Wesel. . Der Hobby-Archäologe entdeckt im Internet Nachweise für die Existenz von Burg Dravewinkel. Auf der Suche nach weiteren historischen Quellen für den Grafensitz wird er auch in Wesels Stadtbibliothek fündig

Dass im Mittelalter einen Steinwurf von Wesels Stadtgrenze entfernt eine Burg der Grafen von Kleve gestanden hat, die im Laufe der Jahrhunderte in Vergessenheit geriet, ist an sich schon bemerkenswert. Dass diese dann aber von einem Hobby-Archäologen ausgerechnet im Internet „gefunden“ wird, mutet wie ein verfrühter Aprilscherz an. Peter Bruns, ehrenamtlicher Mitarbeiter beim LVR-Amt für Bodendenkmalpflege im Rheinland, ist dieses Kunststück gelungen. Auf Einladung der Historischen Vereinigung Wesel berichtete er im Centrum an der Ritterstraße ausführlich, wie es dazu kam.

Staunende Besucher

Jeder kann online zum Forscher werden

248 Burgen standen bis zum ausgehenden Mittelalter im Rheinland. Daneben sind zahlreiche Gebäude, Straßen und Militär-Standorte noch unentdeckt.

Auf der Internetseite www.tim-online.nrw.de können sich Interessierte auf die Suche begeben. Dort kann man eine Karte öffnen, bis der Wohnort erkennbar wird.

„Dravewinkel - Eine vergessene Burg der Grafen von Kleve in Wesel“ - der Titel des Referates versprach Spannung und so wunderte es wenig, dass der Vortragsraum komplett besetzt war. Gleich zu Beginn kamen die Besucher aus dem Staunen nicht mehr heraus. Etwa als Bruns seine Recherchequelle, eine öffentlich zugängliche Internetseite des Landes NRW, offenlegte. Diese Website bietet neben herkömmlichen Straßenkarten eine ganz spezielle Sicht auf die Städte, Dörfer und Landschaften. Möglich macht dies das „Airborne Laserscanning“, welches in weiten Teilen die herkömmlichen Luftbildaufnahmen abgelöst hat.

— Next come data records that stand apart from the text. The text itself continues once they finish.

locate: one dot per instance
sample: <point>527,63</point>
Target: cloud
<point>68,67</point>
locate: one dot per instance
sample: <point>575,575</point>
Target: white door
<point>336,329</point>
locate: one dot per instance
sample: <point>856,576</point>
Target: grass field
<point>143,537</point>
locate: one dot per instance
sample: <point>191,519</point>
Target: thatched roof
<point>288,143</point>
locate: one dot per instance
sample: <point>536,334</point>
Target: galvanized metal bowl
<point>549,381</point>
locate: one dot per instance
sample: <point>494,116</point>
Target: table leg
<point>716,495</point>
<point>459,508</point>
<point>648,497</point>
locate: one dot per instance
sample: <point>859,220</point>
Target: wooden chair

Ein kleiderschrankgroßer Scanner, unter einem Flugzeug oder Hubschrauber befestigt, tastet das Terrain ab und erstellt auf diese Weise eine topografische Karte von nie dagewesener Genauigkeit. Selbst kleinste Vertiefungen im Boden wie beispielsweise Ackerfurchen werden dadurch sichtbar. „Das Beste daran ist aber, dass es mit dieser Methode erstmals möglich ist, den Waldboden sichtbar zu machen“, erklärte Bruns, hauptberuflich Diplom-Heilpädagoge.

Auf diesen Karten, die wie Reliefzeichnungen anmuten, zeigte Bruns dem Publikum die Umrisse eines niederländischen Militärlagers aus dem 17. Jahrhundert bei Flüren, Gräberfelder aus der vorchristlichen Zeit im Bislicher Wald oder eine weitere Burg in der Lühler Heide nahe Hünxe.

Dann wanderte Bruns auf der Karte auf eine Stelle östlich von Wesel an der Lippe. „Erkennen sie die Burg Dravewinkel?“, fragte er in die Runde. Gewusst wie ist vieles einfacher, und so verwundert es wenig, dass die meisten der Anwesenden nickten. Deutlich waren die Umrisse der Schutzmauer und der Turm in der Mitte zu erkennen. So deutlich, dass sich viele fragten, warum Wesels vergessene Burg nicht eher entdeckt worden ist.

Ruine bis in die 1830er Jahre

„Mit der Sichtung auf der Karte weiß man noch lange nicht, um was es sich handelt“ erklärte Bruns, der Inhaber des LVR-Rheinlandtalers ist. Auf der Suche nach historischen Quellen wurde er in Wesels Bücherei fündig. Insgesamt fünf historische Nachweise für die Existenz von Burg Dravewinkel konnte er dort entdecken. Darin wurde bestätigt, dass der Grafensitz im Zeitraum zwischen 1255 und 1345 bewohnt war und später nach und nach verfiel. Dass die Ruine der Burg tatsächlich noch bis in die 1830er Jahre bestanden haben muss, belegen zwei Zeichnungen des Landschaftsmalers Heinrich Funk. Sie zeigen eine offensichtlich funktionstüchtige Windmühle innerhalb der Schlossruine.